Danone merupakan salah satu perusahaan MNC disektor air. Dua perusahaan besar air lainnya yang telah merampas kedaualatan petani dalam mengakses air di Banten diantaranya adalaha coca cola dan Sosro. Kedua perusahaan ini telah mengambil permukaan air di wilayah Pandeglang. Selain itu, Lyones perusahaan MNCdari Inggris MNC juga telah menguasai PDAM di Jakarta.
Lahirnya UU Pengelolaan Sumber daya air No.7/2004 disinyalir telah meningkatkan investasi di bisnis air, dan pada saat yang sama, hal tersebut telah mempercepat proses pemiskinan pada petani dan masyarakat desa.
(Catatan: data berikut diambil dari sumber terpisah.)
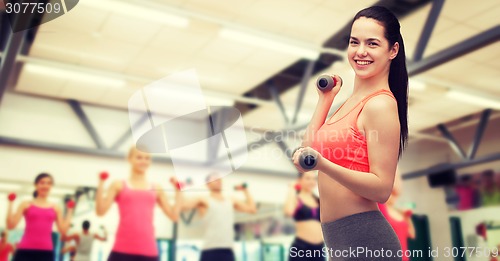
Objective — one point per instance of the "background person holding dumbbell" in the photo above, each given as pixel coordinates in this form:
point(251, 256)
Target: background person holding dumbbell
point(6, 248)
point(356, 150)
point(39, 215)
point(217, 212)
point(84, 241)
point(136, 198)
point(303, 206)
point(399, 219)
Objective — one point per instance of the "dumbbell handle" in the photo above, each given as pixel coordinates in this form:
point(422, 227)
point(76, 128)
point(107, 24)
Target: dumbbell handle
point(326, 82)
point(307, 160)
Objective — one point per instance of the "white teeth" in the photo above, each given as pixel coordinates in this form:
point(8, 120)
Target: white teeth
point(363, 62)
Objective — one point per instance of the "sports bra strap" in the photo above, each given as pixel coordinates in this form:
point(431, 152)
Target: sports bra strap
point(366, 99)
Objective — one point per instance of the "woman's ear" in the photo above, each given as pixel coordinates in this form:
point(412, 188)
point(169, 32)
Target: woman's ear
point(394, 51)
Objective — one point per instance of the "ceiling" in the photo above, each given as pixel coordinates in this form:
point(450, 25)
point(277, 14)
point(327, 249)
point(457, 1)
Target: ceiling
point(115, 44)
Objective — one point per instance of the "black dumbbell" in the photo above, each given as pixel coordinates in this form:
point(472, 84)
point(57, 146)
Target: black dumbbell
point(326, 82)
point(307, 160)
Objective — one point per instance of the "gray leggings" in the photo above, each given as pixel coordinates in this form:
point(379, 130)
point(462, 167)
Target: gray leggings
point(362, 236)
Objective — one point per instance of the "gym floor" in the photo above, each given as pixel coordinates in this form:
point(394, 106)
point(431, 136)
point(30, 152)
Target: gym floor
point(69, 106)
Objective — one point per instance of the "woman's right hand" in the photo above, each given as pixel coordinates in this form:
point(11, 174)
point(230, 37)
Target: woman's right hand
point(330, 95)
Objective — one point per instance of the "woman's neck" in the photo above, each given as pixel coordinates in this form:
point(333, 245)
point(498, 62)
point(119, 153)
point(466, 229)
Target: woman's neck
point(363, 87)
point(40, 199)
point(305, 192)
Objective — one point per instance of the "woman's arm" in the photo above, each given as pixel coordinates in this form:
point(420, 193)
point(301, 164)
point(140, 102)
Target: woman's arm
point(103, 202)
point(14, 218)
point(171, 212)
point(247, 205)
point(75, 237)
point(325, 101)
point(291, 201)
point(63, 223)
point(381, 127)
point(411, 228)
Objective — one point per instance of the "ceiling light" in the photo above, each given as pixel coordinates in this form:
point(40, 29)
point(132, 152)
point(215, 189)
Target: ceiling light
point(138, 11)
point(268, 43)
point(473, 99)
point(74, 75)
point(416, 85)
point(9, 186)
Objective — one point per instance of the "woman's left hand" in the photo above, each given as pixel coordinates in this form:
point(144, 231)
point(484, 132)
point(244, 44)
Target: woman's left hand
point(296, 157)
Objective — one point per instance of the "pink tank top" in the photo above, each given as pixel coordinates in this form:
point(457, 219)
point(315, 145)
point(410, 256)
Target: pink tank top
point(135, 234)
point(38, 232)
point(5, 251)
point(341, 142)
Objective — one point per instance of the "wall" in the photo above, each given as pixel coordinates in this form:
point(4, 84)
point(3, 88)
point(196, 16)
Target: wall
point(431, 201)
Semakin banyak perusahaan-perusahaan air , maka semakin sulit bagi petani untuk mengakses air. Fakta menunjukkan bahwa konflik antara petani yang bersaing untuk mendapatkan air irigasi telah meningkat. Saat ini jika dibanding pada tahun-tahun sebelumnya.
Perjuangan kaum tani
Privatisasi air bukan satu-satunya alasan yang membuat petani sulit untuk akses air. Penggundulan hutan dan industrialisasi juga memberikan kontribusi. Pada sulitnya kemampuan mengakses air yang berimbas pada pemiskinan kaum tani dan masyarakat desa.
“Kita dapat melihat fakta-fakta dari proyek Danone di Sukabumi dan Klaten, masyarakat setempat menderita karena Danone sangat serakah dalam memanfaatkan air dari tanah masyarakat, untuk kasus kami, jika pemerintah tidak mau menghentikan eksploitasi ini, maka kita akan melakukan dengan cara kami “, Mumuh, seorang anggota SPI basis Ciomas Banten menegaskan.
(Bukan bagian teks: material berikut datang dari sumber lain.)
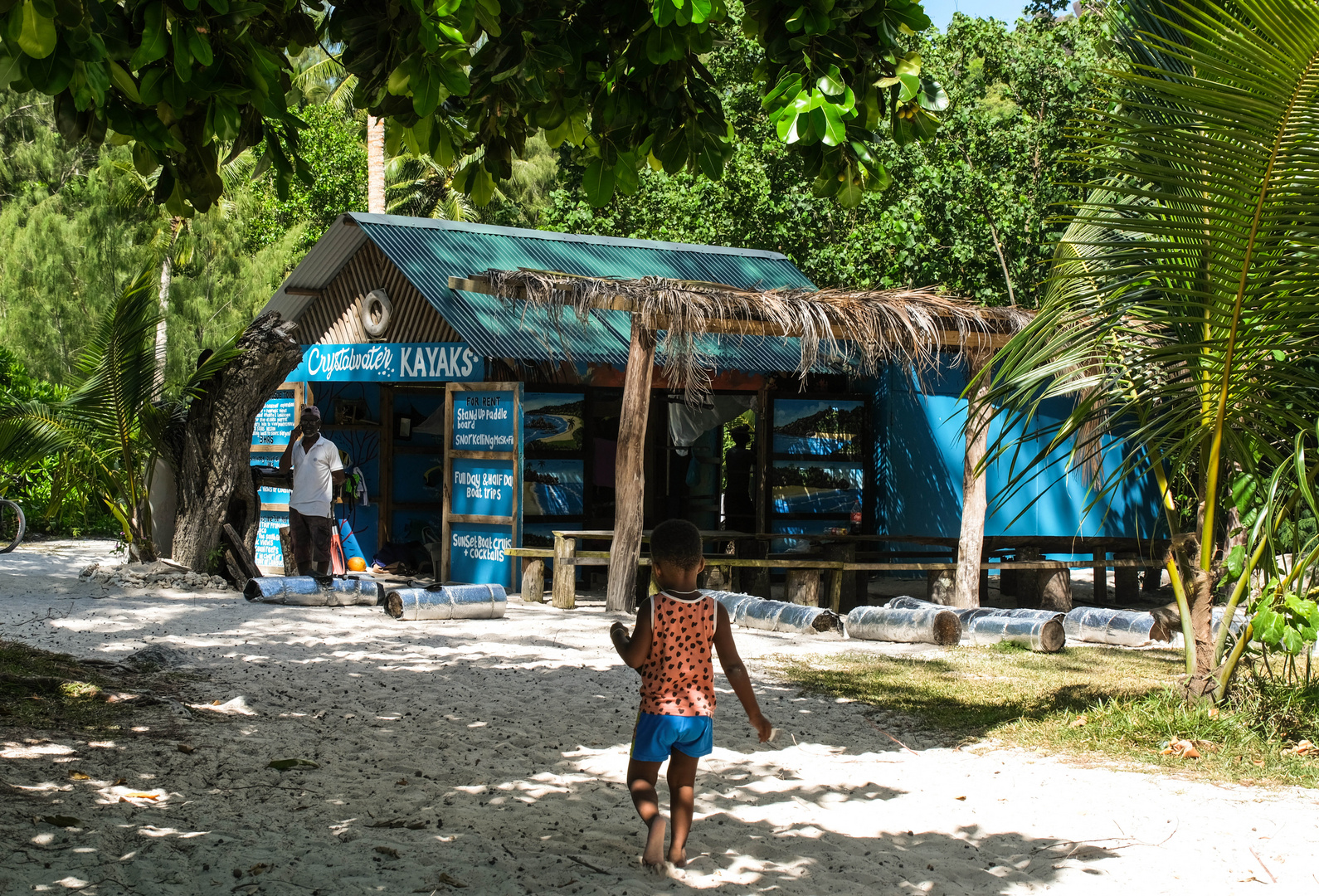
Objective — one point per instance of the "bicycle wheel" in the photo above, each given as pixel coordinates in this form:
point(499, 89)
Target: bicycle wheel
point(12, 525)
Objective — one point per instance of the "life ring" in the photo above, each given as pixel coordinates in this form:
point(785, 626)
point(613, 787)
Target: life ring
point(369, 322)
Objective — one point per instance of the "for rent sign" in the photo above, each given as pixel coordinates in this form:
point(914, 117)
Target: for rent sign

Bersama dengan petani di kampung lainnya Mumuh bersatu untuk mendesak pemerintah lokal dan nasional untuk mencabut izin eksploitasi air sejak awal 2008. Pada saat itu, Danone telah memulai proyek dengan mengurug sawah dan memasang pipa. Mumuh dan petani laiinnya berupaya untuk meningkatkan kesadaran masyarakat setempat dan masyarakat luar akan bahaya dari privatisasi air oleh PT. Danone ini.
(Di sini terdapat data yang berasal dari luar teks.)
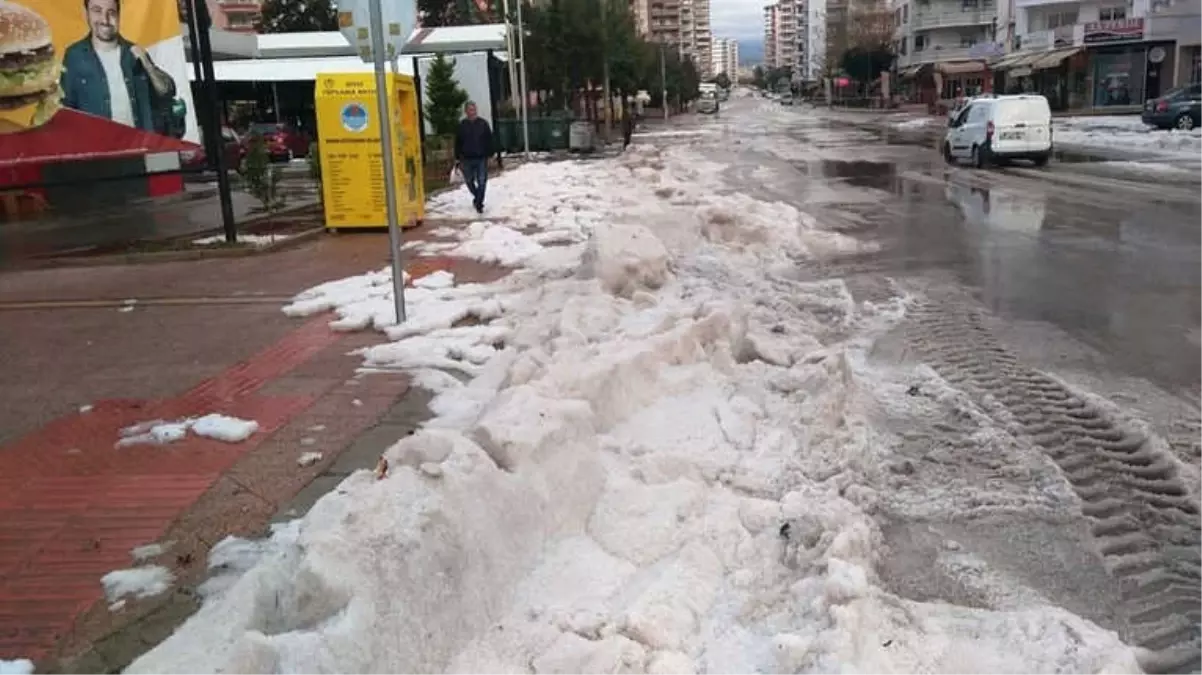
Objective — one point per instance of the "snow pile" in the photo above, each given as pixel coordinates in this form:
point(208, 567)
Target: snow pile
point(916, 124)
point(213, 425)
point(137, 583)
point(1126, 133)
point(19, 667)
point(653, 465)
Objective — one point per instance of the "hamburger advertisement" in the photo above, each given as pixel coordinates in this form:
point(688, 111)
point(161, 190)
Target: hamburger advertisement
point(91, 78)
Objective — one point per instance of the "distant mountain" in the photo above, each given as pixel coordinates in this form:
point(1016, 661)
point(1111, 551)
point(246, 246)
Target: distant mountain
point(750, 52)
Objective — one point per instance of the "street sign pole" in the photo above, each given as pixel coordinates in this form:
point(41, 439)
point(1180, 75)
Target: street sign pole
point(390, 171)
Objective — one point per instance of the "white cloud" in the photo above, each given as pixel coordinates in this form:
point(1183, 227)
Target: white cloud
point(742, 19)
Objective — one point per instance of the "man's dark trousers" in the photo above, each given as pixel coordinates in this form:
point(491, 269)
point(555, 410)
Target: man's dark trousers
point(475, 175)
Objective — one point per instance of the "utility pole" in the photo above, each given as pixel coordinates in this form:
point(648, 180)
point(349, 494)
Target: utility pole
point(213, 113)
point(525, 97)
point(386, 150)
point(605, 66)
point(664, 83)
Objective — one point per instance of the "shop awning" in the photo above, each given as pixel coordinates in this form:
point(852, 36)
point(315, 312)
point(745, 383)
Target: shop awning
point(962, 67)
point(1054, 58)
point(1019, 60)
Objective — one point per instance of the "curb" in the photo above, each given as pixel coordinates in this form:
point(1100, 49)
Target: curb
point(179, 256)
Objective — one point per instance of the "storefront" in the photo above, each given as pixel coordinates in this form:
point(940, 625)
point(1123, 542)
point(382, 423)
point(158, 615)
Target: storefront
point(1125, 71)
point(1180, 24)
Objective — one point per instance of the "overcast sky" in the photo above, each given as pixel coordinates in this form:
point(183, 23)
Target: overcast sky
point(741, 19)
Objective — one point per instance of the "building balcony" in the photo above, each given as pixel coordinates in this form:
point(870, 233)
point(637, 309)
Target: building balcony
point(935, 55)
point(927, 21)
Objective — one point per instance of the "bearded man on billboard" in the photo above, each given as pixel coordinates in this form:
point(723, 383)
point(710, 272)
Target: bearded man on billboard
point(106, 75)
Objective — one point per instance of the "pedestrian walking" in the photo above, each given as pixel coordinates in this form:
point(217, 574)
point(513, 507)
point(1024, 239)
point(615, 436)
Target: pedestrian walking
point(628, 127)
point(472, 147)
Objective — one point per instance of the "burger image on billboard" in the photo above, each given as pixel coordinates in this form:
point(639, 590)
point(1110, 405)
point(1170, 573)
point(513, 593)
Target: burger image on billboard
point(29, 71)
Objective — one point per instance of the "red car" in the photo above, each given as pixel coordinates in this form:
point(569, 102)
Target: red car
point(284, 141)
point(196, 160)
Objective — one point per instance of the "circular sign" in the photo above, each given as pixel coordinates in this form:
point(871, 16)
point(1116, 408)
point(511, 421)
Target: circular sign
point(355, 117)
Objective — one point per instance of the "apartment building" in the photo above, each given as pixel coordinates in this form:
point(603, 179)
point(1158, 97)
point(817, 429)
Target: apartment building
point(696, 39)
point(769, 36)
point(1100, 54)
point(726, 58)
point(954, 39)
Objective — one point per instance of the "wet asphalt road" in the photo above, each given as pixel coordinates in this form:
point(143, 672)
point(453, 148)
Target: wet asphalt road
point(1105, 255)
point(1067, 302)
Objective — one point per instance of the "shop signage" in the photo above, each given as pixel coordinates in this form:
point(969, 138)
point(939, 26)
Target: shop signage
point(1126, 30)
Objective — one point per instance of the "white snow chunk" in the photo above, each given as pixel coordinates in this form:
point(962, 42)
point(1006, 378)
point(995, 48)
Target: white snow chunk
point(224, 428)
point(438, 279)
point(18, 667)
point(309, 459)
point(137, 583)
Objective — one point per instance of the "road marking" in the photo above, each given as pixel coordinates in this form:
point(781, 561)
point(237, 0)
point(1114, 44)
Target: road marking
point(105, 304)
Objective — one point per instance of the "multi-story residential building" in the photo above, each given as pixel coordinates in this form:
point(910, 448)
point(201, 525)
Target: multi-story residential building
point(1100, 53)
point(954, 37)
point(726, 57)
point(696, 40)
point(811, 43)
point(664, 21)
point(769, 36)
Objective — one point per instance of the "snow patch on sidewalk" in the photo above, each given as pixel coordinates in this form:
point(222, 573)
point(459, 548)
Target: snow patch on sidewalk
point(648, 455)
point(137, 583)
point(18, 667)
point(213, 425)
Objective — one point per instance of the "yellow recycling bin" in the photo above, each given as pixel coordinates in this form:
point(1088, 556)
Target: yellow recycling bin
point(349, 145)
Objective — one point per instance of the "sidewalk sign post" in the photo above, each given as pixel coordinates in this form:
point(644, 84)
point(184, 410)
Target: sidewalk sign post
point(390, 171)
point(664, 83)
point(201, 11)
point(525, 97)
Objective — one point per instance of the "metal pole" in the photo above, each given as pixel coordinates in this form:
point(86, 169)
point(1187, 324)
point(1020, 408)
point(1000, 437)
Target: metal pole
point(605, 67)
point(390, 171)
point(510, 55)
point(525, 97)
point(213, 112)
point(664, 83)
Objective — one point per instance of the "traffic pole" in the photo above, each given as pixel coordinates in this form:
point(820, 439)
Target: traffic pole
point(213, 112)
point(390, 169)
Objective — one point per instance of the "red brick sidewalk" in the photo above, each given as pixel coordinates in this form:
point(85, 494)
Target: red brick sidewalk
point(72, 506)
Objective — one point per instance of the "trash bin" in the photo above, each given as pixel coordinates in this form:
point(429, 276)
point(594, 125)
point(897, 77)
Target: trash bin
point(557, 132)
point(579, 136)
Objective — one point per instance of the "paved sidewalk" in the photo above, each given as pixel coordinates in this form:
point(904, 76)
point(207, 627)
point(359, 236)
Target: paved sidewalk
point(72, 506)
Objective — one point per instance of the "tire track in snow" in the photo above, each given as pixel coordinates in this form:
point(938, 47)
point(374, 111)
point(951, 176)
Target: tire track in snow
point(1144, 520)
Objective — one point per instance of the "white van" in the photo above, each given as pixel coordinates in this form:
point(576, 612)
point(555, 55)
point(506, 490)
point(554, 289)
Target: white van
point(1000, 127)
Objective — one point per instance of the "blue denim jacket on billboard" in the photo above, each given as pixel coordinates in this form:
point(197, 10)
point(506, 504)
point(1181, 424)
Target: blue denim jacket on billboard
point(85, 87)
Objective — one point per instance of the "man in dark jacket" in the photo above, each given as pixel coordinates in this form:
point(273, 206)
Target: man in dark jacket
point(472, 145)
point(108, 76)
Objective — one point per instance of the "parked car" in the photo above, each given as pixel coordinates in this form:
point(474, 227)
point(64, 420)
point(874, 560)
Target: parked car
point(197, 160)
point(1180, 108)
point(284, 141)
point(989, 129)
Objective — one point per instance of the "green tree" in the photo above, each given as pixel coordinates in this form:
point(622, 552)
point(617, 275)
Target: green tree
point(292, 16)
point(444, 97)
point(259, 177)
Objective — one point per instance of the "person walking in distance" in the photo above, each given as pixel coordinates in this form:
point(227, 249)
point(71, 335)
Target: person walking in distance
point(472, 145)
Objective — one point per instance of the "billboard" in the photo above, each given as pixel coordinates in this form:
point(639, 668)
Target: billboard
point(91, 78)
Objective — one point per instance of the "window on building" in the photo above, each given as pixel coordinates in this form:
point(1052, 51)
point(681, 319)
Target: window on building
point(1058, 19)
point(242, 19)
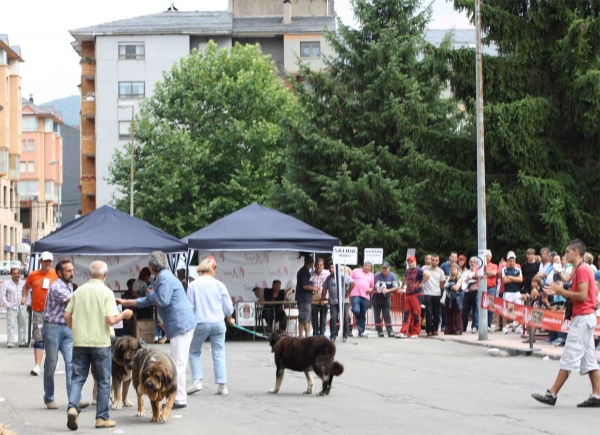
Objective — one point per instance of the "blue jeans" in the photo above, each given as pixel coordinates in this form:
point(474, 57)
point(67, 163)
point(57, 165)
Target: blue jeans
point(359, 308)
point(57, 338)
point(216, 333)
point(101, 358)
point(492, 292)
Kerasnya perjuangan kaum tani membuahkan hasil ketika pada September 2008 lalu kegiatan lapangan oleh PT.Danone pada akhirnya dihentikan. Kini, perjuangan ini belum selesai, 12 hektar dari 100 hektar sawah telah dikonversikan ke dalam tanah biasa, dan semua tanah tersebut saat ini telah dikuasai oleh PT.Danone. Petani dan masyarakat desa saat ini masih harus memastikan pemanfaatan lahan tersebut. Mereka berharap tanah dan sumber daya air dapat dikelola secara berkelanjutan dengan cara dan dengan mempertimbangkan prinsip keadilan sosial bagi masyarakat.